In 1980s Burma, the British ambassador's son goes missing.

Discovered in the north of the country, Michael Atwood is in imminent danger, trapped between sides fighting a bitter civil war and with no way of getting back to Rangoon. His best hope of salvation is to trust Thuza, a ruby smuggler who offers to help him escape.

Beautiful and deeply scarred, Thuza has spent her entire life in a frontier town between rebel and government forces, never choosing a side but trying to make a living from both. For Thuza, the ambassador's son is her ticket out of poverty. For Than, an ambitious military officer, exploiting those caught up in the war offers an opportunity for promotion and distinction.

But as all three learn to their cost, in this exotic, enigmatic and savage country, everyone has a price.

This is a tale of ambition, salvation and hope that confirms Lucy Cruickshanks as a master storyteller.

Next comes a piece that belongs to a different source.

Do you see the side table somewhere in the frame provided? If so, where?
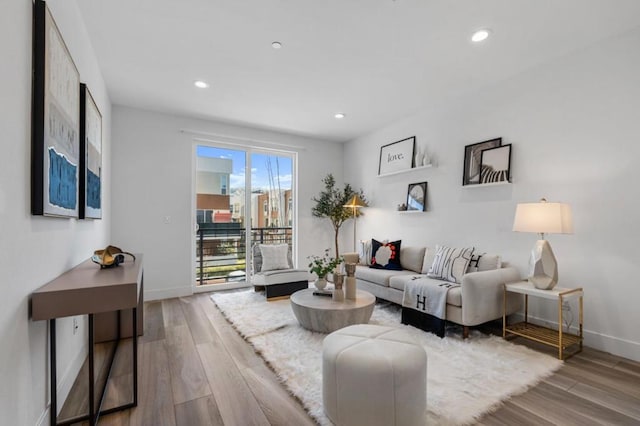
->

Praise For The Road to Rangoon

For someone who knew relatively nothing of the situation in Burma, this book is a real eye opener!
Imagine living under such fear and not only from the obvious enemy but from your neighbour or man on the street who could just as easily betray you.
Lucy has done a great deal of timeless and detailed research... and made it one heck on an insight into a better understanding of Burmese history

BookTrail

A beautifully atmospheric novel
Woman's World

A gutsy, atmospheric thriller
Woman & Home

An enjoyable and well-written novel
South China Morning Post

An intelligent and incredibly impactful read that stays with the reader long after turning the final page
Novelicious

Burma springs to life through Cruickshanks' beautiful prose
Dinah Jefferies, author of The Tea Planter's Wife

Cruickshanks is skilled in her ability to marry her fiction with well-researched historical events. Indeed, having had a prior interest in Myanmar and its recent history, Cruickshanks effectively depicted a visceral world of bloodshed, without compromising on historical integrity
The Student Newspaper

Gripping and thought-provoking
Candis, Book of the Month

I enjoyed Cruickshanks' handling of her material, and her research is thorough and fascinating. She weaves it all together into an atmospheric, evocative novel
Frost Magazine

Lucy Cruickshanks' writing is powerful, pacy, vivid and involving
Isabel Wolff, author of A Vintage Affair

Set in a very difficult period of Burma's history, this novel brings the rawness and uncertainty of the times to life in the later 20th Century. There are very carefully observed mannerisms amongst the local people, and the oppressive times in which the people of Burma were living are acutely portrayed. It cleverly sets the historical for anyone who is going to visit in the 21st Century who wants to gain a sense of the country of Myanmar today
Trip Fiction

Quercus Publishing, 9781782063476, 336pp.

Publication Date: May 31, 2016



About the Author

Lucy Cruickshanks' love of travel inspires her writing. A great fan of the underdog, she's drawn to countries with troubled recent histories, writing about periods of time when societies are at their most precarious and fraught with risk. She's fascinated by their uniqueness and moral ambiguity, and in capturing the people who must navigate them.
Her debut novel, The Trader of Saigon, began life after she sat beside a man on a flight who made his fortune selling women. It was shortlisted for the Authors' Club Best First Novel Award and the Guardian Not The Booker Prize, longlisted for the Waverton Goodread Award and named a Top Ten Book of 2013 by The Bookbag.
Lucy was born in 1984 and raised in Cornwall, UK. She holds a BA in Politics and Philosophy from the University of Warwick and an MA in Creative Writing from Bath Spa University. She lives on the south coast of England and divides her time between writing and caring for her young family.